Lets delve into each of the following(use data science libraries such as NumPy, pandas, scikitlearn:
1. Logarithm (Complexity Analysis)
2. Graph Traversals (BFS & DFS)
3. Binary Search
4. Sliding Window
5. Recursion
6. 2 Algorithms (Inverting a binary tree & Reverse a Linked List)
7. Suffix Trees
8. Heaps
9.  DP
10. Sorting Algorithms (Quick & Merge)

Let's explore binary search in Python using NumPy arrays. We'll cover both manual implementation and NumPy's built-in optimized methods.
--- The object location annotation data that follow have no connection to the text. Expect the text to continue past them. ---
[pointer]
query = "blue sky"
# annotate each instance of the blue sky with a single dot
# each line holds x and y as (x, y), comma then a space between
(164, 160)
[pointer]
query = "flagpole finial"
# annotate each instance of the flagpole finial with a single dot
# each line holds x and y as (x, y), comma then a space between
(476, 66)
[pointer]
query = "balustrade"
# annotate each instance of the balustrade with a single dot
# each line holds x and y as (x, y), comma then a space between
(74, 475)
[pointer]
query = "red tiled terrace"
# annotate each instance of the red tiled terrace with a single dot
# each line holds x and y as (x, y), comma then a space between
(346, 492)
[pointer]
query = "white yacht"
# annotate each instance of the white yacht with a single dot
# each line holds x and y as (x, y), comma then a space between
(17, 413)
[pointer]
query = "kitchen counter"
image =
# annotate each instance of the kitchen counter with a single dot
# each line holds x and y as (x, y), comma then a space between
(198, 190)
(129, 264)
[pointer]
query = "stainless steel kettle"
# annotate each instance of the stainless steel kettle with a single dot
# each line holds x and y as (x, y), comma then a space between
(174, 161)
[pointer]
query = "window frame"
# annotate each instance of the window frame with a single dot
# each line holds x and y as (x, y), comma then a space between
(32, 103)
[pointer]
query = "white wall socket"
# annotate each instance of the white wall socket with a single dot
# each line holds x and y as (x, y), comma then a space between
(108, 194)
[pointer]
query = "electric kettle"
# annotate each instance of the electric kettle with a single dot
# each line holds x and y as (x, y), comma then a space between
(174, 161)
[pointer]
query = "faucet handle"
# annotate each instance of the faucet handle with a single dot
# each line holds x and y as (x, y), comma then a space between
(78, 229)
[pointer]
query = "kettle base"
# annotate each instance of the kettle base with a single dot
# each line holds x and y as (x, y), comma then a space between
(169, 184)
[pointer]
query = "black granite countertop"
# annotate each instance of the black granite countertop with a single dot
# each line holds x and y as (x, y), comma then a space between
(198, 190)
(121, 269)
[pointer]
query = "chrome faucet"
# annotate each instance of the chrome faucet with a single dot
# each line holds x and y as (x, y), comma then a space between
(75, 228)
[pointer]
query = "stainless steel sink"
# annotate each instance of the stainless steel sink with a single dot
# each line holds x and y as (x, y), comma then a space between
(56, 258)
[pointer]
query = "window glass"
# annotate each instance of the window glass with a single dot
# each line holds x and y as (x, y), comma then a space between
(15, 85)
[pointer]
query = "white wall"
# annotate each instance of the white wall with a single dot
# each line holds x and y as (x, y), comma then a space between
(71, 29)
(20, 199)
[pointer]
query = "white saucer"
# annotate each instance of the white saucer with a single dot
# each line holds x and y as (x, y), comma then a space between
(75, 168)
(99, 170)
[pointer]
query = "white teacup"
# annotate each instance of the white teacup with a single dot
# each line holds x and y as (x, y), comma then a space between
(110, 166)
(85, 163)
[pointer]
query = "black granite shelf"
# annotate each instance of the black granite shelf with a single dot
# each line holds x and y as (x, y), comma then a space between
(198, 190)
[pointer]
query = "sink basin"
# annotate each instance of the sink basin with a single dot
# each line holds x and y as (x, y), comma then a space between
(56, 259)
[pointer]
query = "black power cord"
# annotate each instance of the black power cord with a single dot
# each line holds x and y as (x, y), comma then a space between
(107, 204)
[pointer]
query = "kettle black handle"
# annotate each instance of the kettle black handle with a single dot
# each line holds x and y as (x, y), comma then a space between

1. Manual Binary Search Implementation (Pythonic Approach)
2. more reference on Lists/tuples refer to Page 89, High Performance Python
3. O(1) uses Big-Oh Notation to denote how efficient an algorithm is

In [None]:
import numpy as np

# To retrieve the zeroth element in our array which is our target, we go to m + i
def binary_search(arr: np.ndarray, target: int) -> int:
    """
    Binary search for sorted array collection using NumPy library
    This algorithm has a best-case performance of O(1) : Big-oh Notation
    target/key is the number we are looking for


    """
    low, high = 0, len(arr) - 1

    while low <= high: # set conditional loop
        mid = (low + high) // 2 #  get median: half array to get mid of low/high
        if arr[mid] == target: # if target is mid
            return mid # return the location of the target
        elif arr[mid] < target: # if array mid is greater than our target
            low = mid + 1
        else:
            high = mid -1
        return -1 # output the function, the result here means key target not found

# Example usage:
# sorted_np_array = np.array([1, 3, 5, 7, 9])
# target = 5
sorted_np_array = np.array([3, 5, 6, 9, 10, 13, 15])
target = 9
print(binary_search(sorted_np_array, target))  # Output: 3

3


In [56]:
# linear search, where we iterate over every element in the array and check if it is the value we want
# This algorithm has a worst-case performance of O(n)
def linear_search(needle, array):
    for i, item in enumerate(array):
        if item ==needle:
            return i
    return -1

In [None]:
# Exercise 1: Given the following data, write an algorithm to find the index of the value 56:
# [9, 18, 18, 19, 29, 42, 56, 61, 88, 95]
# sorted array
arr = [7, 15, 15, 19, 29, 42, 49, 56, 64, 79, 80]

"""
 # bs algorithm
while low <= high is true
    mid is half of  sum of low and high
    if target is found: current item == item:
        return Absolute value of the  mid: abs(mid)
    if the number is less than mid
        low is mid + 1
    else high = mid -1
return -1 # not found
"""

def binary_search(arr: int, target: int) ->int:
    """
    binary search for sorted array in pure python. Note the array must be sorted in order

    """
    low, high = 0, len(arr) - 1  # left equal 0 and right = len(arr) - 1
    while low <= high:
        mid = (low + high) // 2
        if arr[mid] == target:
            return mid
        elif arr[mid] < target:
            low = mid + 1
        else:
            high = mid - 1
    return -1

binary_search(arr, 56)

7

In [30]:
# Logarithmic Complexity & Applications

import numpy as np
import time

# generate huge dataset using random
sales_data = np.random.randint(1, 2000, 10**7)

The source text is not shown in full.